PBS induced starvation triggers the reversible transition of dimeric, deAMPylation-competent FICD to a monomeric, AMPylation-competent state, resulting in the accumulation of non-functional, AMPylated BiP. When PBS is removed, the AMPylation-competent FICD reverts to its deAMPylase conformation, thereby increasing the pool of deAMPylated, active BiP (ATP-bound). FICD inhibitors strongly suppress the transition of deAMPylation-competent to AMPylation-competent states while weakly inhibiting the opposite. Strong and weak suppression of FICD function is represented by the size of the blunt arrows. Dimeric and monomeric FICD are cartoon representations of their PDB structures 4U04 and 6I7J, respectively. The schematic was made using BioRender.

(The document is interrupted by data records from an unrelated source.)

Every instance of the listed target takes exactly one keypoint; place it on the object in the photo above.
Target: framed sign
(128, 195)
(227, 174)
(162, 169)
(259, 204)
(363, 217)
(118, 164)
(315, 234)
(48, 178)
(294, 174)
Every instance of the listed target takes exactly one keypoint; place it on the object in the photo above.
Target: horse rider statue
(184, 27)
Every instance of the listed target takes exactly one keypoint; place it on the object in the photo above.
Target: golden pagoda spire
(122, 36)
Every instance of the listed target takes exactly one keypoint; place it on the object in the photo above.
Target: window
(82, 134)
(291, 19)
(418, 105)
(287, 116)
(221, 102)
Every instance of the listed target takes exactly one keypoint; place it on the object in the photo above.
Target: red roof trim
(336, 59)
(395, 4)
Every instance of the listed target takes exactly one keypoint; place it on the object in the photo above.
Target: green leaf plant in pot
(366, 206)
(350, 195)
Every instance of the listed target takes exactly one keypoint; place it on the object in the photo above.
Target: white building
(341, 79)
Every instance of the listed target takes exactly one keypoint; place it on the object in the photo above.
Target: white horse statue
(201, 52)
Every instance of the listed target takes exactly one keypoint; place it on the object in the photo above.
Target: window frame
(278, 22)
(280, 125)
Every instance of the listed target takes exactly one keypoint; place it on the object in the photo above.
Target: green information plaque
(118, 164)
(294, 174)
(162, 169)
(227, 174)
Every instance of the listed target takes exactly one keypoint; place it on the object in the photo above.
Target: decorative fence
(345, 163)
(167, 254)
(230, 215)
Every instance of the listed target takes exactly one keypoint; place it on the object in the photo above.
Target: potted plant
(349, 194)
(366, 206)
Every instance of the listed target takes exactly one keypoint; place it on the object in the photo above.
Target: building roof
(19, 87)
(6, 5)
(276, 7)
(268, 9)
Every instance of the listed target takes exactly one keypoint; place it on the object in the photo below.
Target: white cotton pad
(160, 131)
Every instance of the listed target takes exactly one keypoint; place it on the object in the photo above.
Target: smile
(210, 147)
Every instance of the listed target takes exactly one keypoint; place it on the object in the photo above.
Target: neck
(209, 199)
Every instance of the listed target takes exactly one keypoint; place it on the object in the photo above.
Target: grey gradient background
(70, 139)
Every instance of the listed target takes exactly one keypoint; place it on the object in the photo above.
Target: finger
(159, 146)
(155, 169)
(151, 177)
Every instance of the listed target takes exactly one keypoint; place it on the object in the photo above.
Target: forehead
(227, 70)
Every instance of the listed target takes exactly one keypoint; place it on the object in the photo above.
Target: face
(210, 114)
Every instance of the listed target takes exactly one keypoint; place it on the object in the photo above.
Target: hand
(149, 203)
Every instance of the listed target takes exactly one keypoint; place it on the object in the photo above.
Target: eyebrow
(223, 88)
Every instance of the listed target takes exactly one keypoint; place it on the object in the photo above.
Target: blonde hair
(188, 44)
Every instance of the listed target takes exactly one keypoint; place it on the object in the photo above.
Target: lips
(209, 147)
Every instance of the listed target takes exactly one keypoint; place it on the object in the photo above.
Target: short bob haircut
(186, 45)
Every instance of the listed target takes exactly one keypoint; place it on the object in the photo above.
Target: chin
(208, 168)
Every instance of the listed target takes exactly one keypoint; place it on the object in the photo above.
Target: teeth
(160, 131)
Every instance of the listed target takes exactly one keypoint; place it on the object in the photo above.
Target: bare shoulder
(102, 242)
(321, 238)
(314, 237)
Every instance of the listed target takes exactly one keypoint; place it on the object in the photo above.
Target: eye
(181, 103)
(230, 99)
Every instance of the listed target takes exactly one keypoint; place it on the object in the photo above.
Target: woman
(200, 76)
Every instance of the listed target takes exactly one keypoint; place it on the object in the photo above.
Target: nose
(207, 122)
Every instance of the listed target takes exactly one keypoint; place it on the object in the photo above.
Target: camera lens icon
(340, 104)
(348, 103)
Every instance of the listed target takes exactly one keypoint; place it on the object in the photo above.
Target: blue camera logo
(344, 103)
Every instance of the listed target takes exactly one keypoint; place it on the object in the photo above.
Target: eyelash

Using pancreatic cells, we show that FICD inhibitor C22 enhances anterograde trafficking and proinsulin folding while reducing aggregated or misfolded proinsulin. These results are significant, as to the best of our knowledge, no other small molecule with similar capacity to improve proinsulin processing is described. Future proof-of-concept studies using in vivo models for proinsulin misfolding will provide first evidence for the therapeutic potential of using FICD inhibitors to mitigate autosomal dominant diabetes.

Limitations of the study.

This study takes the first steps towards understanding the structure-activity relationship (SAR) between FICD and compounds C22 and C73. The described SAR-based analog testing represents a glance at the potential of SAR-based medical chemistry to further improve compound efficacy. Additional efforts will likely lead to the development of a more potent lead compound. We also failed to source compound C34 in reasonable quantities preventing the testing of this most promising molecule in more assays. Testing the compounds in more cell lines, stress conditions, and ultimately, in vivo are critical next steps towards defining their potential for future clinical use.

Significance.

This study identifies two cell-permeable FICD inhibitors, C22 and C73, which inhibit FICD-mediated BiP AMPylation while exhibiting low cytotoxicity. Both compounds inhibit wild-type and pathologic FICD variants. This is significant, considering that the number of identified pathologic FICD variants is increasing but small molecules to target these mutant enzymes are lacking. Our in silico docking work provides mechanistic insights into the mode of action of C22 and C73, confirming the proposed model that FICD oligomerization is critical to controlling its AMPylation/deAMPylation activity. Our study also demonstrates that targeting FICD improves proinsulin folding and secretion. These results establish a first link between FICD activity and proinsulin processing in the ER, and highligh a promising new application for FICD inhibitors to improve proinsulin processing in β cells. Taken as a whole, our study confirms FICD as a druggable enzyme and provides critical support for considering FICD as a target for multiple clinical indications.